Tradition of puppet theater
Tradition of puppet Theater in Thailand
Does Thailand have a tradition of puppet theater?
There are three different sorts of puppet theater in Thailand: two of them, nung taloong and nung yai, use leather cut-out figures, and the third, hun luang, uses real paper puppets.
Shadow-puppet theater (nmng t-long)
This first appeared in the province of Phattalung in the 4th century B.C. and is a popular form of shadow theater. A single puppet master, the Nai Nung, sits behind a lighted screen and works up to six puppets. They are cut-outs made from buffalo or cowhide (nmng) and represent characters who take part in scenes from everyday life. They are 50 centimeters tall and attached to a buffalo-horn handle. The puppet master provides their voices, changing his tone for each one. A small orchestra plays music to accompany and shape each scene.
Nung yai (ning yar)
This draws on the legends of the Ramakien for its material and uses much larger leather cut-outs that are fixed to wooden batons, each held by a puppeteer. The high cost of organizing a performance means that they are becoming increasingly rare. One of the leather figures can cost as much as 5,000 baht.

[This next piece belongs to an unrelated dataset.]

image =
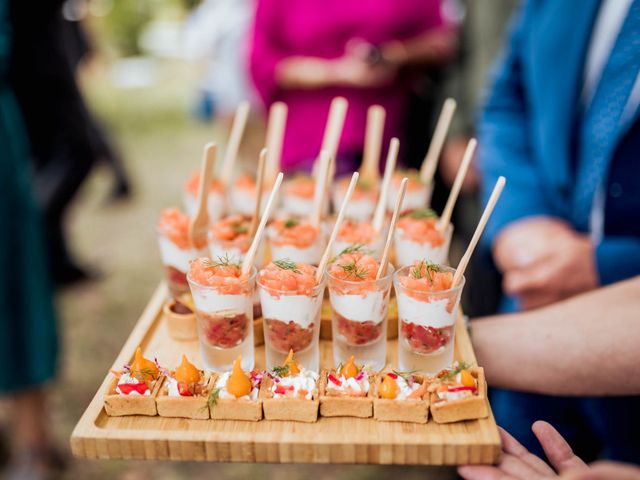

Hun Luang, or Royal Puppet Theatre
The Royal Puppet Theatre (hoon Iwang) employs paper puppets whose parts can all be made to move independently by manipulating the meter-long wires that are attached to them. The plots, characters, music, and costumes are the same as for khon theater. This ancestral art is becoming more and more rare since making the puppets requires very special technical skills that have been forgotten over the course of time. Today, the finest examples of these paper puppets are the pride and joy of collectors.